Tons of nuclear-contaminated debris were dumped into Japan’s Furumichi River when devastating Typhoon Hagibis washed away numerous bags of poorly-secured Fukushima waste – but the Environment Ministry won’t say how many.
An unknown number of bags, each holding up to one ton of contaminated soil and vegetation from the Fukushima site, were swept away from a storage site in Tamura when the river flooded under heavy rains caused by the typhoon over the weekend.
At least 17 bags have since been recovered – but 10 of those, found caught in trees along the river on Wednesday, had spilled their radioactive contents into the water – and the Environmental Ministry remains silent on how many bags are still missing.
Containing radioactive grass, leaves, dirt and wood, collected during decontamination efforts at the Fukushima site following the 2011 meltdown, some 2,667 bags were left out in the open without even a sheet placed over them for protection from the storm at the Tamura storage site, local media reported. The Environmental Ministry has not said how many bags remain, only that “most” of the bags stored there and at another outdoor site in Iitate remain in place.
“The concentration of radioactive materials is relatively low and has little impact on the environment,” the ministry told Kyodo News, insisting there was no increase in measured radiation either in the area where the bags were stored or in the river itself.
Hagibis, the most powerful typhoon to hit Japan in decades, caused flooding in 200 rivers, dropped record rainfall in some areas, and was preceded by a magnitude 5.7 earthquake off the coast of Chiba. At least 74 deaths have been attributed to Hagibis, and rescue teams are still searching for survivors, with 14 people remaining unaccounted for as of Tuesday night. Nearly 10,000 homes were flooded and hundreds of thousands of police, coast guard, firefighters, and auxiliary personnel are participating in the search and rescue effort.

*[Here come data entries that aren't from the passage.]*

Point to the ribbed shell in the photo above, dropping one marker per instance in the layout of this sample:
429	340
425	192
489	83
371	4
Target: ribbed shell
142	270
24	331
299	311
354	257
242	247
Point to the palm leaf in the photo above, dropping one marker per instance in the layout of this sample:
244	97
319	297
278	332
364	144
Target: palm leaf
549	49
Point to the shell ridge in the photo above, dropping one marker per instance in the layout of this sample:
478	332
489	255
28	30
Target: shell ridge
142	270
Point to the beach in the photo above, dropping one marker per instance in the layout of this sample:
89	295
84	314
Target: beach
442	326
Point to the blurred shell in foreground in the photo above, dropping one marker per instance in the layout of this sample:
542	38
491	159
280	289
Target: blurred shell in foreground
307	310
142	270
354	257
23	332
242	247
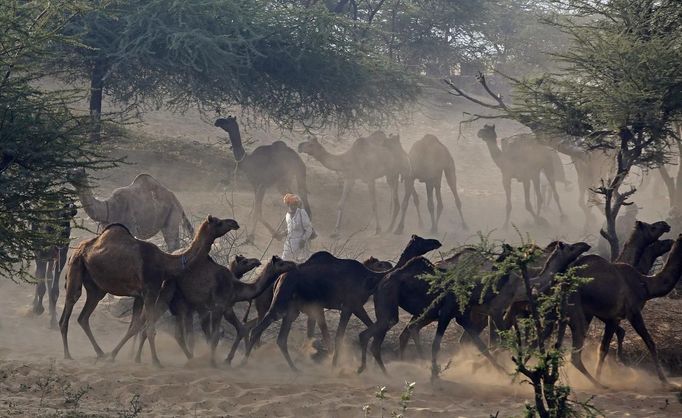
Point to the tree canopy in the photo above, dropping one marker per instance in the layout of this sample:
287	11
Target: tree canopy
290	63
41	141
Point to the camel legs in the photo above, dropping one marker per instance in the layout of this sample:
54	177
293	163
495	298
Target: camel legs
429	204
394	183
41	268
93	296
59	264
409	191
347	187
242	333
371	185
439	205
340	332
506	183
609	330
638	324
74	287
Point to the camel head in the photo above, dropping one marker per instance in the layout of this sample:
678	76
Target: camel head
375	264
420	246
241	265
279	266
650	232
215	228
487	133
229	123
311	147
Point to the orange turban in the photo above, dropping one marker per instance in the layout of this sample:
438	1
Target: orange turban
291	199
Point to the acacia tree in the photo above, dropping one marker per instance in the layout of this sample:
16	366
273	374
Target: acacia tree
619	90
290	63
40	139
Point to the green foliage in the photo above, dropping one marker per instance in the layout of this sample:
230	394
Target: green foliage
292	64
536	341
41	140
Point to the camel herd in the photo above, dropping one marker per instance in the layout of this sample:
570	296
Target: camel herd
188	281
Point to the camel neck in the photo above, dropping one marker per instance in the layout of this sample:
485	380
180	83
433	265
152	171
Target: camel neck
236	141
664	282
495	151
248	291
96	209
631	253
197	250
328	160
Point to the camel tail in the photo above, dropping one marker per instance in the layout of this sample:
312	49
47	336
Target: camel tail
187	224
451	178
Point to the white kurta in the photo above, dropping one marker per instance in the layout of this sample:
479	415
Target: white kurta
299	230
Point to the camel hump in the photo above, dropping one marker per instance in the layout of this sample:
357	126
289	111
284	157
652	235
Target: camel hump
114	226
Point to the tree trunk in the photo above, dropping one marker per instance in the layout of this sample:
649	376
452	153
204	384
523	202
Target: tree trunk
96	86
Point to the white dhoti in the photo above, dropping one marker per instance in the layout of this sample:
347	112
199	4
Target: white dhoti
299	230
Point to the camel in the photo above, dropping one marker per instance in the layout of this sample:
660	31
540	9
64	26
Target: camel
50	262
367	160
405	288
212	290
522	158
116	262
268	165
429	161
617	291
323	281
239	266
145	207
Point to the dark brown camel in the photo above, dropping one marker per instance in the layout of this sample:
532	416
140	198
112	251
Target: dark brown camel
429	161
325	282
268	165
212	291
618	291
146	207
50	262
116	262
367	159
524	159
404	288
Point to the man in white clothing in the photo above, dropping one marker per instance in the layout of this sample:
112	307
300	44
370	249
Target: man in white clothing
299	230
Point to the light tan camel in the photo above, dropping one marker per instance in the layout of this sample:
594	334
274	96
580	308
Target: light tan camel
429	161
367	159
268	165
145	207
116	262
524	159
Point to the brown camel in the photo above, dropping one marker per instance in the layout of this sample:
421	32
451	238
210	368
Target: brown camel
367	159
406	289
268	165
145	207
429	161
50	262
618	291
116	262
239	266
323	281
523	159
212	290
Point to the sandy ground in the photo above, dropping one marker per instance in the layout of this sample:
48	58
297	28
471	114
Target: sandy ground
35	381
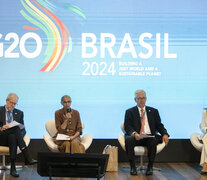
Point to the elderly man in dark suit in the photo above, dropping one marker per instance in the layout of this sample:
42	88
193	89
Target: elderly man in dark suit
13	137
143	119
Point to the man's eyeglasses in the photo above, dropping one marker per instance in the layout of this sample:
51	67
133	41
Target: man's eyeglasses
12	103
143	98
65	102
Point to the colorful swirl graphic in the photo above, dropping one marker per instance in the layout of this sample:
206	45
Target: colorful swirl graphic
59	40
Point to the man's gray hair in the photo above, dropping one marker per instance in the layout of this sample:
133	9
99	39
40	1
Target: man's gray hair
10	95
64	97
138	91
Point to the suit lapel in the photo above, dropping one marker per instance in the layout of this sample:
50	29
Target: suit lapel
149	117
3	115
138	121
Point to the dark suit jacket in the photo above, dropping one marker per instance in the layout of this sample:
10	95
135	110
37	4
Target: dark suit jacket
133	123
17	116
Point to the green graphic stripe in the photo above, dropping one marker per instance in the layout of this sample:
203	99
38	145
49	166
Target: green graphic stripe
44	26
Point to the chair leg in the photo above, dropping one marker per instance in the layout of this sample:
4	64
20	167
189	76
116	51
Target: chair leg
4	167
141	166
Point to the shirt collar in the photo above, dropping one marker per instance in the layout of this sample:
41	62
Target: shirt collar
139	109
7	109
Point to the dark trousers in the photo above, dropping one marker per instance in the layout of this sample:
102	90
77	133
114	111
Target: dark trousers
12	137
150	143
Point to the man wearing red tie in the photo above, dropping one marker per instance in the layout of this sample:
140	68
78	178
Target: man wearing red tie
13	137
142	119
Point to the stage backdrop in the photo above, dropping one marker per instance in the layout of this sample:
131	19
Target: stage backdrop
99	52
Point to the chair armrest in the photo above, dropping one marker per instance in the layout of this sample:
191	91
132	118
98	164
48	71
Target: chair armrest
86	140
121	140
194	138
50	143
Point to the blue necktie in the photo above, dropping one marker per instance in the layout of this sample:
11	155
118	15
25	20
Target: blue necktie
9	116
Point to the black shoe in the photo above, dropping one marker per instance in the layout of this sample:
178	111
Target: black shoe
133	170
14	173
31	162
149	171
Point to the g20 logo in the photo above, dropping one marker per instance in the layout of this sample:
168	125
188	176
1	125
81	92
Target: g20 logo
10	51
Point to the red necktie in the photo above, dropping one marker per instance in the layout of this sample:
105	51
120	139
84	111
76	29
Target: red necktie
142	121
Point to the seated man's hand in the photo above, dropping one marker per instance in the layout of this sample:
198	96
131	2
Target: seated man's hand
165	139
137	136
4	127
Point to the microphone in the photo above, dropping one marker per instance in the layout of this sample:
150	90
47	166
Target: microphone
70	119
69	110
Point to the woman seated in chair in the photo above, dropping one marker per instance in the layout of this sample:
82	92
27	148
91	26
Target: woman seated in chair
68	122
203	127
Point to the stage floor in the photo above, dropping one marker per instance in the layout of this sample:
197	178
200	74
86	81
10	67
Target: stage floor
169	171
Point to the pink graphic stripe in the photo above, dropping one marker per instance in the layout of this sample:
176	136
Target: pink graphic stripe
30	28
64	40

The catastrophic three-reactor meltdown at Fukushima eight years ago was triggered by a similar environmental disaster, with a simultaneous earthquake and tsunami wreaking havoc on northeastern Japan. Japanese authorities have consistently sought to downplay the fallout from the Fukushima disaster and announced earlier this month their plans to “dilute” radioactive wastewater from the plant by dumping it into the ocean when storage capacity is exceeded – horrifying neighboring countries, fishermen, and environmental advocates.